4319 Amr ibn Dînâr şöyle demiştir: Bana el-Hasen ibn Muhammed haber verdi ki, kendisi Ubeydullah ibnu Ebî Râfi’den şöyle derken işitmiştir: Ben Alî (radıyallahü anh)’den işittim, şöyle diyordu: Rasûlüllah beni, ez-Zubeyr’i ve el-Mıkdâd’ı gönderdi de:
— “Gidiniz, Hah bustânına kadar ilerleyiniz. Oraya vardığınızda mahfe içinde, yanında mektûb bulunan yolcu bir kadın vardır. Kadından o mektubu alıp bana getiriniz” buyurdu.
Alî dedi ki: Bizler, atlarımız bizi koşturarak gittik, Sonunda o bustâna vardık. Hakîkaten biz orada mahfe içinde bir kadın bulduk.
Kadına:
— Şu mektubu çıkar, dedik.
Kadın:
— Benim yanımda hiçbir mektûb yoktur! Diye inkâr etti.
Biz kadına:
— Çaresiz ya sen mektubu çıkaracaksın, yahut biz elbiseni soyup bulacağız! Dedik.
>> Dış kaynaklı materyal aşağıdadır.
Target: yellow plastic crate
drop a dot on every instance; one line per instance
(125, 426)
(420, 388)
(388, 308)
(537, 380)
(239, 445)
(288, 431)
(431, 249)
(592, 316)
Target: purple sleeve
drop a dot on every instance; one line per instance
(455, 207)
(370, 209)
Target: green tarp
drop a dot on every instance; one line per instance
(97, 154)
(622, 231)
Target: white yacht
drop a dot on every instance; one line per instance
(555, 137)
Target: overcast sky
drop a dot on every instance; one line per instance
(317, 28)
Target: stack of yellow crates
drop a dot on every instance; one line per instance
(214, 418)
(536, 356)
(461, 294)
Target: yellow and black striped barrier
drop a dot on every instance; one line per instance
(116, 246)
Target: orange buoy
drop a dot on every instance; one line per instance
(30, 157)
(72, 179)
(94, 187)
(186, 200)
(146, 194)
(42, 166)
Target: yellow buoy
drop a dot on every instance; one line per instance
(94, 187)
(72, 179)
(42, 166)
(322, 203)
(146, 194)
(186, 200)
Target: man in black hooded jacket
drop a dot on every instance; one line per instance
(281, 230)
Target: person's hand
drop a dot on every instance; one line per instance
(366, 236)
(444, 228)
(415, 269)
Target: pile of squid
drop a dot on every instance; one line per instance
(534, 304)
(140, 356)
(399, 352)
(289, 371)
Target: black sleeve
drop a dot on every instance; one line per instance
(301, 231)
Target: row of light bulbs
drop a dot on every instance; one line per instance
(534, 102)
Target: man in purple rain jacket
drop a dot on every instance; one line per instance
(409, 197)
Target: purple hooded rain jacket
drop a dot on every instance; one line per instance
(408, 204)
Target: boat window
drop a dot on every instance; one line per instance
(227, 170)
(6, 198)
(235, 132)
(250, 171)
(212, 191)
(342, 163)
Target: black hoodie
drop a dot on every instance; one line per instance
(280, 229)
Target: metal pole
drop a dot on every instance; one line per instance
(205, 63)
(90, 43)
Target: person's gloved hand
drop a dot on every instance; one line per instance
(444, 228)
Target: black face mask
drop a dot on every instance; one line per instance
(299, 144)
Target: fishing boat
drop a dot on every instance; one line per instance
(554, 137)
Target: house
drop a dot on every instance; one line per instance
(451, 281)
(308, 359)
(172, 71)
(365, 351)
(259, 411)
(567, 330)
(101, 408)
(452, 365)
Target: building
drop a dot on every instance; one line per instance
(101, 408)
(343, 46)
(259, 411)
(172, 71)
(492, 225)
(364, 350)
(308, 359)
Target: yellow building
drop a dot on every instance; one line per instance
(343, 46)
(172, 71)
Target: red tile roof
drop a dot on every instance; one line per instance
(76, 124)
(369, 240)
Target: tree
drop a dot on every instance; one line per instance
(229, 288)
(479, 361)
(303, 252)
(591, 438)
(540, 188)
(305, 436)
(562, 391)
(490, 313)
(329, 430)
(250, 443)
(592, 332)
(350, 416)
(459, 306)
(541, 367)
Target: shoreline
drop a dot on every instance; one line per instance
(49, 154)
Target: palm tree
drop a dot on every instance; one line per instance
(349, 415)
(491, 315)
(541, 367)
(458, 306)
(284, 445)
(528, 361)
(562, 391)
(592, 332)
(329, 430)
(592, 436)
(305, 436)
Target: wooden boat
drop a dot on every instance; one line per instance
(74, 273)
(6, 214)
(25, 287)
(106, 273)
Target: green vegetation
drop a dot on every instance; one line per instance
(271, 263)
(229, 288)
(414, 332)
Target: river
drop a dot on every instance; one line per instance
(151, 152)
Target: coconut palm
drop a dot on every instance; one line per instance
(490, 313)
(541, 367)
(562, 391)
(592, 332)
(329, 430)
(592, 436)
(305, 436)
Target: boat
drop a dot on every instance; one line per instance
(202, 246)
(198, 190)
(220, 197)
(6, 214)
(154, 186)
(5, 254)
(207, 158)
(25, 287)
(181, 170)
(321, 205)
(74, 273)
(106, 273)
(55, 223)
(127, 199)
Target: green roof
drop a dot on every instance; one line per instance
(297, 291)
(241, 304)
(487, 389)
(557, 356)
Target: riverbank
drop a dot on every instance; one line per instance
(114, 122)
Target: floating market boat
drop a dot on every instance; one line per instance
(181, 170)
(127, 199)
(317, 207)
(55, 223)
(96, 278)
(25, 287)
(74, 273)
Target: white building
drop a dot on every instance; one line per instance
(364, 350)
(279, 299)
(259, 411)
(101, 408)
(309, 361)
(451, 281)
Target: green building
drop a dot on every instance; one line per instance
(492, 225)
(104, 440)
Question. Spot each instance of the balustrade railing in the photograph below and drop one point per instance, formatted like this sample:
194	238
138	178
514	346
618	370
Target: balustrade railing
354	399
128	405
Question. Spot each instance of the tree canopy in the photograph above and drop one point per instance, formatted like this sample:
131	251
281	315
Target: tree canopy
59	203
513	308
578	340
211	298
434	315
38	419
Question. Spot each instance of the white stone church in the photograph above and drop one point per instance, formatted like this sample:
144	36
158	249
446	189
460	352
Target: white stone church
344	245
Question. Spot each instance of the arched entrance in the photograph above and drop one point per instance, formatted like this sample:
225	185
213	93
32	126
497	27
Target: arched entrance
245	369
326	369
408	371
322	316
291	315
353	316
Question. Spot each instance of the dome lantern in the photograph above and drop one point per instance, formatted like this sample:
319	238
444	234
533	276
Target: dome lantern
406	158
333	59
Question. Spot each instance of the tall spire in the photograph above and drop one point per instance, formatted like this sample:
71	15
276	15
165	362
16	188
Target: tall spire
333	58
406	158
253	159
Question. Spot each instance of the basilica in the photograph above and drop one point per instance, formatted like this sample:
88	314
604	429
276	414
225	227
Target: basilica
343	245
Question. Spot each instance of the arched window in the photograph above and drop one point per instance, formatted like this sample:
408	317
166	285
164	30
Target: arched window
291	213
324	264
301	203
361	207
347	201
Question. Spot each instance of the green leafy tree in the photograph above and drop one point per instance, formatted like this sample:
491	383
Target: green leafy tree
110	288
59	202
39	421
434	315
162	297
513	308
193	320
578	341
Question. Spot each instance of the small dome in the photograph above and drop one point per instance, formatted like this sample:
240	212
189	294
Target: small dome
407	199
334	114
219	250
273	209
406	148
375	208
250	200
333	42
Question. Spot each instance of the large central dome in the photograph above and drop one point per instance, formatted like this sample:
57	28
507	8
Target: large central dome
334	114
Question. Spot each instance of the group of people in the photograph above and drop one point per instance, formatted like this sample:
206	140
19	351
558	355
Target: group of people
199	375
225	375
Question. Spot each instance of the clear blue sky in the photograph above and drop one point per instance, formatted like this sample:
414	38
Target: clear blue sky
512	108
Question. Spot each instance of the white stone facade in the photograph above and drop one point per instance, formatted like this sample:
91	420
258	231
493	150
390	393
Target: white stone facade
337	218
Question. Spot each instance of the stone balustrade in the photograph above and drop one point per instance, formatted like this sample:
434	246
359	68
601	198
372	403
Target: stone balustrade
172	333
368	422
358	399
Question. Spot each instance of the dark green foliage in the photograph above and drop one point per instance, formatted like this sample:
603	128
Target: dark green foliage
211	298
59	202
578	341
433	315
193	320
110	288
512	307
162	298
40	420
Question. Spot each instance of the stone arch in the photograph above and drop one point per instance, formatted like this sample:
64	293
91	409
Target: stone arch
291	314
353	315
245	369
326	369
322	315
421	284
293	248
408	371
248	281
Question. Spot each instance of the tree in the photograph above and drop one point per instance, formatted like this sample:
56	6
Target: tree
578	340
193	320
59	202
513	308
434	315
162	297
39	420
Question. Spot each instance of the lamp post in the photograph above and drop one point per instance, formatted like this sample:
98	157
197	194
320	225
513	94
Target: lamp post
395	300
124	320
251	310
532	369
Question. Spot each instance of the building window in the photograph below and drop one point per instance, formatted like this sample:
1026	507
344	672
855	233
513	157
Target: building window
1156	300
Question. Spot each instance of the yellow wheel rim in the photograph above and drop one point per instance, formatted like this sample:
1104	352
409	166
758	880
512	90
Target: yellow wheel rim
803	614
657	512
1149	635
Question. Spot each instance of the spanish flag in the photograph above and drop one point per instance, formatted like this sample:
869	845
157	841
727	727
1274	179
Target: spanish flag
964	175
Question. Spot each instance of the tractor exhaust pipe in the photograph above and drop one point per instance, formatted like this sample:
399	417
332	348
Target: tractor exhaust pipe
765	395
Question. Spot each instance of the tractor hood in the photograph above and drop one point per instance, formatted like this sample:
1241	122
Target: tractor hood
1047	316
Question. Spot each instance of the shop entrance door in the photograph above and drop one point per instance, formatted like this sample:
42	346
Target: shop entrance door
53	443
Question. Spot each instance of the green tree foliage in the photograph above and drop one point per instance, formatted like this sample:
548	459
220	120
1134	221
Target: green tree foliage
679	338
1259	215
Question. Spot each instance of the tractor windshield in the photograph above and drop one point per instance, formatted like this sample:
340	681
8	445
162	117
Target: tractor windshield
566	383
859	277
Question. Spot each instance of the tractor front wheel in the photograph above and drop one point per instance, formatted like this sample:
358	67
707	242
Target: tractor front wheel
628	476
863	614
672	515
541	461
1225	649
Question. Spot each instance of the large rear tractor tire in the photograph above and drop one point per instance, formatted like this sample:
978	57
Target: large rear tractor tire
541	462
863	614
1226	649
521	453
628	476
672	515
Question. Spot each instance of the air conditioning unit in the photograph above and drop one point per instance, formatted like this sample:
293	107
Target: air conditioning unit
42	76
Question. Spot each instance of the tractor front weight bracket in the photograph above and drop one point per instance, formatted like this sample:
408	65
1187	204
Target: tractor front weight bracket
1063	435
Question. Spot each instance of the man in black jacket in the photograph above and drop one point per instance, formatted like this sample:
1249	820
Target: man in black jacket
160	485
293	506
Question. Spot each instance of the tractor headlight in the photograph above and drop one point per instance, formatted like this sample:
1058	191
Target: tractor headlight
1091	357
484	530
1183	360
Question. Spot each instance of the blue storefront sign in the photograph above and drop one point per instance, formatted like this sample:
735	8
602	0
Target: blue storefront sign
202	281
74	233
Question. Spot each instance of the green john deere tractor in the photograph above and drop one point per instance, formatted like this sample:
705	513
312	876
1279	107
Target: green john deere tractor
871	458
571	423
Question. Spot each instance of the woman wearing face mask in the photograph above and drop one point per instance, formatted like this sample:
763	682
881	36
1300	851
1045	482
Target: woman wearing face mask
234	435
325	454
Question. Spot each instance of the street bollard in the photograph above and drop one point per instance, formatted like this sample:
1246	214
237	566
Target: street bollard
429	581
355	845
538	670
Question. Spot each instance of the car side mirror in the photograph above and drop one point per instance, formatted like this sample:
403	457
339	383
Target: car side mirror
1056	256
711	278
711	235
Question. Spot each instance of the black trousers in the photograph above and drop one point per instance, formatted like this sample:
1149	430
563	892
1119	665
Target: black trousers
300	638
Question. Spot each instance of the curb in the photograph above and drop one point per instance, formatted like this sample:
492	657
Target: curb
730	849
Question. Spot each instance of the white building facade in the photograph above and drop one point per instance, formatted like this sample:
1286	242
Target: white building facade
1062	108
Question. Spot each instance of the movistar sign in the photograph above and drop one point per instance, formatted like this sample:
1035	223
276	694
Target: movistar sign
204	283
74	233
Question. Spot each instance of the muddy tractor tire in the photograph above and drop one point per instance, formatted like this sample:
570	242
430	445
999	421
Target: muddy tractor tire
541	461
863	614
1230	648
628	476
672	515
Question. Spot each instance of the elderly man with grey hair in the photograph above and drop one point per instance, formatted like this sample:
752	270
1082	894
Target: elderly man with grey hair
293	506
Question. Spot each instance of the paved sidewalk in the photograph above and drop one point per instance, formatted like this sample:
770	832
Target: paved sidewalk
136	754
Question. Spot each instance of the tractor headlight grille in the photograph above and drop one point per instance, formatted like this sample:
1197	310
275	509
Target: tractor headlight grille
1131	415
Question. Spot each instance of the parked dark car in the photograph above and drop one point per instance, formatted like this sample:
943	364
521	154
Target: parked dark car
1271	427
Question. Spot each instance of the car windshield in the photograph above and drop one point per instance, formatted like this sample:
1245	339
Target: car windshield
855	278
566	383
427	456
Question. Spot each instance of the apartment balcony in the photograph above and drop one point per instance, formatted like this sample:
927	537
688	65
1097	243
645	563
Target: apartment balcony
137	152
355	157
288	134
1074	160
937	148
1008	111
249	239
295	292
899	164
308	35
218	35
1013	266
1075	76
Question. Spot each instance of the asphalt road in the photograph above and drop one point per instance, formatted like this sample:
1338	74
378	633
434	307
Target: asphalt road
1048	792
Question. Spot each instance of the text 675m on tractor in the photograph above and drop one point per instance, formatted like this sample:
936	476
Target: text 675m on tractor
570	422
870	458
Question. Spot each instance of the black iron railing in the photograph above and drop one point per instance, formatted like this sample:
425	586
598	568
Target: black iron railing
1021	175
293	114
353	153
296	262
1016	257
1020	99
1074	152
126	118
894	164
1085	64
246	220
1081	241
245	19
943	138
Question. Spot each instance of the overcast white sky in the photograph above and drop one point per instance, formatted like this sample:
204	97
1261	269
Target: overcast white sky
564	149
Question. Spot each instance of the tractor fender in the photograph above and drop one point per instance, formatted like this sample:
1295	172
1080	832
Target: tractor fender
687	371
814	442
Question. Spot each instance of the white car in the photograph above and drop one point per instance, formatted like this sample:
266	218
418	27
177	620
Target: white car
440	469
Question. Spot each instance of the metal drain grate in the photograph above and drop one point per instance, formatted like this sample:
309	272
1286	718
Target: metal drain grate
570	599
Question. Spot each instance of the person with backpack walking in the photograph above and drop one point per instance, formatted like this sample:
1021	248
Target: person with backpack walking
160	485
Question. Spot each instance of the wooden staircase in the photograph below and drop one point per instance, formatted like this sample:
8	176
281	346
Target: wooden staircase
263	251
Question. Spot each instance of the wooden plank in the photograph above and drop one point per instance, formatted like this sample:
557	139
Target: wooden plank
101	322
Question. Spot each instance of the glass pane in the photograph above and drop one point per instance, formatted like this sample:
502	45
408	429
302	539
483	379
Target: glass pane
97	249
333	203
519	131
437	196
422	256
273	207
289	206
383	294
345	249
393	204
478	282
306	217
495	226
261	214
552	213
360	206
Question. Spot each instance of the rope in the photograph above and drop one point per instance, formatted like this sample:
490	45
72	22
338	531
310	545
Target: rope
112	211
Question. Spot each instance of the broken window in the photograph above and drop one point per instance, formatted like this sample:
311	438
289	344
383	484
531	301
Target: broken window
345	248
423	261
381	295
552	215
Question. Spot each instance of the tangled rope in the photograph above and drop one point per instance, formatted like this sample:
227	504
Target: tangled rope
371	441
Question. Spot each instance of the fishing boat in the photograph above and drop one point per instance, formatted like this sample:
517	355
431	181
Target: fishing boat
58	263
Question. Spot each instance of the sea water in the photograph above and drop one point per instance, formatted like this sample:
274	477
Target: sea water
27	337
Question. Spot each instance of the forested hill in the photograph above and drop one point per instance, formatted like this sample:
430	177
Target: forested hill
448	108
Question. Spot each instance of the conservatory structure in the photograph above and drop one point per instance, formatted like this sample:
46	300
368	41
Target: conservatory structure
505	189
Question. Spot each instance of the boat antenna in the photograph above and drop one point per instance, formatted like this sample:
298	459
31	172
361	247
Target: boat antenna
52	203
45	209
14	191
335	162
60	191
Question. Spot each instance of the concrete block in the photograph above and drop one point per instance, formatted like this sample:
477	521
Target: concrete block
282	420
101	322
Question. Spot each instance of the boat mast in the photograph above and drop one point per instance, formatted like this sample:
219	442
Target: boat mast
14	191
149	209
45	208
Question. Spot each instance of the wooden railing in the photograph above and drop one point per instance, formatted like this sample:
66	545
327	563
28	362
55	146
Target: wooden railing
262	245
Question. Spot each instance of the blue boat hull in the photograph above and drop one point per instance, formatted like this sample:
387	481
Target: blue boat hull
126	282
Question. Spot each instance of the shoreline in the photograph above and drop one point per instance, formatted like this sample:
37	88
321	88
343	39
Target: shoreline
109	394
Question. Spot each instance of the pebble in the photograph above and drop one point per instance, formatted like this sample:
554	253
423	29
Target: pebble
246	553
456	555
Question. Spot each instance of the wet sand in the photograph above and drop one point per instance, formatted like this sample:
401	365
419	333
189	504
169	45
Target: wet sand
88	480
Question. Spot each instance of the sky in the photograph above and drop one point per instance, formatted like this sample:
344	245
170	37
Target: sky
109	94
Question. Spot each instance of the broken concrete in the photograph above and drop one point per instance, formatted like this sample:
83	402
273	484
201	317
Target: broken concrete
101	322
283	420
Kadın çaresiz mektubu saç örgüsü arasından çıkardı. Akabinde biz mektubu alıp Rasûlüllah’a getirdik. Mektûbda “Hâtıb ibn Ebî Beltaa’dan Mekke müşriklerine” unvanı yazılı olduğu, içinde Rasûlüllah’ın harb hazırlığı yaptığını onlara bildirmekte olduğu görüldü.
Bunun üzerine Rasûlüllah:
— “Yâ Hâtıb, bu ne iştir?” diye sordu. Hâtıb şöyle cevâb verdi:
— Yâ Rasûlallah! Bana karşı acele etme! Ben Kureyş’e yapıştırılıp bağlanmış bir kişi idim. -Bu sözüyle: Ben onlara yeminle bağlanmış bir kimse idim; onların kendilerinden değildim, demektedir.-Senin beraberinde Muhâcirler’den olan kimselerin Mekke’de ailelerini ve mallarını koruyacak birçok hısımları vardır. (Benim ise böyle koruyacak kimsem yoktur.) Neseb cihetinden olan bu boşluğu, Mekkeliler arasında bir el (yani minnettarlar) edinerek doldurmak ve bu suretle hısımlarımı korumak istedim. Ben bu işi dînimden dönme olarak da, İslâm’a girdikten sonra kâfirliğe rızâ olarak da yapmadım!
Hâtıb’ın bu savunması üzerine Rasûlüllah orada bulunanlara:
— “Dikkat edin! Hâtıb size karşı muhakkak doğru söyledi” buyurdu.
(Fakat bir türlü öfkesini yenemeyen) Omer:
— Yâ Rasûlallah, beni bırak da şu münâfıkın boynunu vurayım! Dedi.
Rasûlüllah:
— “Şu muhakkak ki, Hâtıb, Bedir gazvesinde hazır bulundu. Sana ne bildirir? Belki Allah Bedir’de hazır bulunan kimselerin yüksek cehdlerine muttali’ oldu da: Sizler bundan böyle istediğinizi yapın, ben sizler için âhirette mağfiret etmişimdir, buyurdu” dedi.
Bunun üzerine Allah şu sûreyi indirdi: “Ey îmân edenler, benim de düşmanım, sizin de düşmanınız olan kimseleri dostlar edinmeyin. Kendilerine sevgi yüzünden onlara (Peygamber’in maksadını) ulaştırırsınız! Halbuki onlar Hak ‘tan size gelene küfretmişlerdir. Peygamberi de, sizi de Rabb’iniz olan Allah’a îmân ediyorsunuz diye çıkarıyorlardı onlar. Eğer siz benim yolumda savaşmak, benim rızâmı aramak için çıkmışsanız (bunu yapmazsınız). Onlara hâlâ mahabbet mi gizliyeceksinizl Halbuki ben sizin gizlediğinizi de, açıkladığınızı da çok iyi bilenim. İçinizden kim bunu yaparsa, muhakkak ki yolun tâ ortasından sapmış olur…” (el-Mümtehine: 1).